The girl was indignant. “Yeah I’ll go to heaven. I pray! I go to church!” Sanchez persisted. “But do you think you’re a good person? Let’s go through the Ten Commandments together. … Thou shalt not covet. Have you? Thou shalt not bear false witnesses. Have you ever lied?” That went on until: “Have you ever called out on the Lord’s name in vain?”

“Oh my God,” the girl groaned. “That’s blasphemy,” Sanchez said. “So by your own admission, you’re a lying thief, a blasphemous adulterer … a sinner.” The girl cried, half laughing, “Ah, stop it!” But Sanchez had his desired effect. The girl’s expression got serious, and she no longer was blithely confident about her salvation. That was when he told her about Christ dying for her.

Later, thinking Sanchez came off as legalistic, I asked him why he questioned her about the Ten Commandments, and if he doubted her salvation for not practicing abstinence. “We are saved by grace,” Sanchez explained. “And that’s what we want to tell her. I’m not here to judge her. But a lot of people with churched backgrounds don’t have practical application of the Bible in their lives.” Only through the gripping, fearful realization that they are sinners will they truly grasp God’s grace and gift of Christ, he said. 
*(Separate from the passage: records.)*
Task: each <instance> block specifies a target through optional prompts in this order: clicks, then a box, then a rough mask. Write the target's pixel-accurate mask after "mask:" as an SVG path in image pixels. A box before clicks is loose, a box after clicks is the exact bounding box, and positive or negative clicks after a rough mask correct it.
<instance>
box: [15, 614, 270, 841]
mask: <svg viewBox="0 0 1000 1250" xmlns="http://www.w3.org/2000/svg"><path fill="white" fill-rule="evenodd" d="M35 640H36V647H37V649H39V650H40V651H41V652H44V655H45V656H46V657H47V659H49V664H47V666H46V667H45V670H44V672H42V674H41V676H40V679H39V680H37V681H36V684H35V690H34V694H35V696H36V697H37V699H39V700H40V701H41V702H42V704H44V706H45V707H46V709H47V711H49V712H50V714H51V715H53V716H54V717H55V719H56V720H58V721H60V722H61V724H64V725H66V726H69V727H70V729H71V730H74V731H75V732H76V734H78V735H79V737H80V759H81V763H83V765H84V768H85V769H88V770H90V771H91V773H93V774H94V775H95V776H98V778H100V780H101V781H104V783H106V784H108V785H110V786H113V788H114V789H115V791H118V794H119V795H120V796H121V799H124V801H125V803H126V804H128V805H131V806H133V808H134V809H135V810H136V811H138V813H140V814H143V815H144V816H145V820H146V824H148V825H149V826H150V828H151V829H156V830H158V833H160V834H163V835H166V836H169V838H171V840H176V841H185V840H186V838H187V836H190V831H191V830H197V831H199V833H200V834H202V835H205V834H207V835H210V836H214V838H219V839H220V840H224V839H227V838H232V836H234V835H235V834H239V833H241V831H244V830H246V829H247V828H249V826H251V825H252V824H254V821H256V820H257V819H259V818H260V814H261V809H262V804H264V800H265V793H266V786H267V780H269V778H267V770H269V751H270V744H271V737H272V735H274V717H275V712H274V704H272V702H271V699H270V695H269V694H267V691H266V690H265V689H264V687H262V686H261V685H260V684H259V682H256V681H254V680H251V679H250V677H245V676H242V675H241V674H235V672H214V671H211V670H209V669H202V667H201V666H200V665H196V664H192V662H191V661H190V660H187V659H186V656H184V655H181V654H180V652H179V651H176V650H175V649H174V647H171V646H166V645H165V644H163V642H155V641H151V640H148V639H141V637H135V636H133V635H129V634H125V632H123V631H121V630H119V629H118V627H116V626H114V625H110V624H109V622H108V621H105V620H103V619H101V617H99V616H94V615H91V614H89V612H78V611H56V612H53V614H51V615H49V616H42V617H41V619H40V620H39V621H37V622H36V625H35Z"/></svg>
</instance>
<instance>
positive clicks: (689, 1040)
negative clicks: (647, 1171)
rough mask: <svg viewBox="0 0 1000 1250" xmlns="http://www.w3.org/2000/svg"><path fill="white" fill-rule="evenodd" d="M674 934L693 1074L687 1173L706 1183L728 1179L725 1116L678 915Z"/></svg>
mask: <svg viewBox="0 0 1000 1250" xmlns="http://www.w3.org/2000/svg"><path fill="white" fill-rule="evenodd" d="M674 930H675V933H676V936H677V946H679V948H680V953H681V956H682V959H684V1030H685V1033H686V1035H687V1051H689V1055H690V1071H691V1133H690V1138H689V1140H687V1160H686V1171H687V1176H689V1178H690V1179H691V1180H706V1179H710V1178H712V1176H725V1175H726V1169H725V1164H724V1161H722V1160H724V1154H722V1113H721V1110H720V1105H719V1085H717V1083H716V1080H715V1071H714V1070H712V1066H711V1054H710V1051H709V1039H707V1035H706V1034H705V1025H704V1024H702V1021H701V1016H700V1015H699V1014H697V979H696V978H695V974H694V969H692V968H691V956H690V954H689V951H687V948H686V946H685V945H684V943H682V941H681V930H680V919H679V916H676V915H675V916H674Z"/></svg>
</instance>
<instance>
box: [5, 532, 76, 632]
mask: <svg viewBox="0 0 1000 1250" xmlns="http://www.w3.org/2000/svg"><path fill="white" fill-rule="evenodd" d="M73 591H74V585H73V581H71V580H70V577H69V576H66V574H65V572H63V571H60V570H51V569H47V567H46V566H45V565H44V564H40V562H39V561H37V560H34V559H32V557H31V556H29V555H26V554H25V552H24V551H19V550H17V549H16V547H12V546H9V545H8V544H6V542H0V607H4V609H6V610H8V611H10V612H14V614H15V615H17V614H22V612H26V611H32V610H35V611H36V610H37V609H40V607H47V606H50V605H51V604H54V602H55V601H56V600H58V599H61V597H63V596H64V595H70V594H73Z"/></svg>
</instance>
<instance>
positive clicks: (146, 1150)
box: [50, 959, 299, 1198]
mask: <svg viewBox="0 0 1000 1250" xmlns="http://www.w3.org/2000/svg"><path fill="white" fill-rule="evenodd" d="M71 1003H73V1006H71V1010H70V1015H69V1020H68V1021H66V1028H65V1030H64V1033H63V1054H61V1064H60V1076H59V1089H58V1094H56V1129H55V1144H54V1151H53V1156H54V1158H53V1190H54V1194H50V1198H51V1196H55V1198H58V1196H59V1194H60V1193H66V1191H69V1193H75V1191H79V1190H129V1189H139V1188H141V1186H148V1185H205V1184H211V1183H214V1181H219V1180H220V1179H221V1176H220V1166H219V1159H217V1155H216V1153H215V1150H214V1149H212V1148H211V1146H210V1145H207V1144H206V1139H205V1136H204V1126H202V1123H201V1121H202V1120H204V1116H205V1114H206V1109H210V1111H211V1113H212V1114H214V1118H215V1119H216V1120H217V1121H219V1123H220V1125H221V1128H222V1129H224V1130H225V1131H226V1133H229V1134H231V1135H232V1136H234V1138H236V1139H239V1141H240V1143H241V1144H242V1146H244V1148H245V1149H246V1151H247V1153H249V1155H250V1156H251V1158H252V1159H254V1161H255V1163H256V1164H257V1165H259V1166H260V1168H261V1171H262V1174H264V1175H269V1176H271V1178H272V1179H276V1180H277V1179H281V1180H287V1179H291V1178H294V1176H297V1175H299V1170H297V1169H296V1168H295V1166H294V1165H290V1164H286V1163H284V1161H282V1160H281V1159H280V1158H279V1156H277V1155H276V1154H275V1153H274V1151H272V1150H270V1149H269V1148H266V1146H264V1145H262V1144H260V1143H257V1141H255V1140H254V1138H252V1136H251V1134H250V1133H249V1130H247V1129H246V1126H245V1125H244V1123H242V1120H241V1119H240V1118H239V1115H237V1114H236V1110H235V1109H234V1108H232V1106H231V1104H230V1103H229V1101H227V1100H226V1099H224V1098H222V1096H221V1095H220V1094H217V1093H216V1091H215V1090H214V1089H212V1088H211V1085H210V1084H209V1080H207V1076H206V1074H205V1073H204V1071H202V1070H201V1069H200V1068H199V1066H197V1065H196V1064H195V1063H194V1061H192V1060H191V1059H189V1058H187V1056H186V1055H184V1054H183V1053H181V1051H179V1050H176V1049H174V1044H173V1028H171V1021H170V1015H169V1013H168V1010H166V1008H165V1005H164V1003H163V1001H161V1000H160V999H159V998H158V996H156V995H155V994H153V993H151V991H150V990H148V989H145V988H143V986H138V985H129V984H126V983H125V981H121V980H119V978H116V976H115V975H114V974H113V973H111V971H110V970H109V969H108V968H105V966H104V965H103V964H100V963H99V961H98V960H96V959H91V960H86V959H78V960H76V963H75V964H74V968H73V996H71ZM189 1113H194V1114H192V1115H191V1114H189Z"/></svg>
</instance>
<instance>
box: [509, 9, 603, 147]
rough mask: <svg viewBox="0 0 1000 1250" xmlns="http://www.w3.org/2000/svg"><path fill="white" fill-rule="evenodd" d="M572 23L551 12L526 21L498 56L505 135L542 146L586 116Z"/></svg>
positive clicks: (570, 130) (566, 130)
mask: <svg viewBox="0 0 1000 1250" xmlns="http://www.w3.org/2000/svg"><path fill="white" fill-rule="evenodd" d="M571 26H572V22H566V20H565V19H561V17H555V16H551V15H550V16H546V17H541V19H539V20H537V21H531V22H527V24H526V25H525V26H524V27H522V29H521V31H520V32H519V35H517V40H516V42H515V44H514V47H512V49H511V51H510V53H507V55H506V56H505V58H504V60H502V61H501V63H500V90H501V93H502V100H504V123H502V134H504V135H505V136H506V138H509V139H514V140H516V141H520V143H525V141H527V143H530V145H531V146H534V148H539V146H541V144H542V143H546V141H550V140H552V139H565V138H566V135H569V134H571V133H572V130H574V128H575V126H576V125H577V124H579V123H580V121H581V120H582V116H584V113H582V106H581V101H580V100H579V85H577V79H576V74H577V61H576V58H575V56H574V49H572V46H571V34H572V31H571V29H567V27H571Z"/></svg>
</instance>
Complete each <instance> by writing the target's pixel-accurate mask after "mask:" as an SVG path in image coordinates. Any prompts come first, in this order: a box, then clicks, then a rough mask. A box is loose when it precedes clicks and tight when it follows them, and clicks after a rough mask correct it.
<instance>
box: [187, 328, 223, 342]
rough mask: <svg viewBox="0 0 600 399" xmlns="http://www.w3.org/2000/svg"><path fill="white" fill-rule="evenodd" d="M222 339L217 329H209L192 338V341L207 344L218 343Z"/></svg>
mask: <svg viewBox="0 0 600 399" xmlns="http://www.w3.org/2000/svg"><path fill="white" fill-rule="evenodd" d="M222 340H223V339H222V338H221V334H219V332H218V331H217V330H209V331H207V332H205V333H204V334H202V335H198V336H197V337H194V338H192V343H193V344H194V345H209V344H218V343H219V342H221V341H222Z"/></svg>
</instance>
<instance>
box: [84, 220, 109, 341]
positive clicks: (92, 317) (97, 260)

A fellow evangelist, Chris Casella, explained more: “Instead of being pious, we want to be real and genuine. The worst thing we can do is judge. We use God’s law to appeal to a person’s conscience, ignite it, because we inherently have knowledge of right and wrong. And then we use the Holy Spirit to speak to them to sow the seed.”

The other encounters I witnessed that day with Sanchez were similar. A lot of the people who paused to interact with Sanchez were professing Christians. The conversation started with laughter and jokes, then turned serious as they pondered their sins, and what it means to be a Christian and live the Christian life. One said, “There’s no such thing as hell. Everybody goes to heaven,” to which Sanchez reiterated counteracting Bible verses. 

It was evangelism not just to non-believers, but also to churched people who seemed to hear the gospel for the first time. Because the conversation always started out with silly games and easy smiles, it didn’t feel forced or confrontational. Sanchez said he started out years ago spouting biblical facts, but then learned to engage people in conversation.

REUBEN ISRAEL is another kind of street evangelist. He is more dedicated than the majority of people who call themselves Christians. He goes out at least two times a week to open-air preach, sometimes traveling across the country to picket at Gay Pride parades, Mardi Gras festivals, and Rolling Stones rock concerts. He self-funds all his travels and supplies. That’s a lot of money and time spent on what he believes is the true biblical way of evangelism: calling out sin.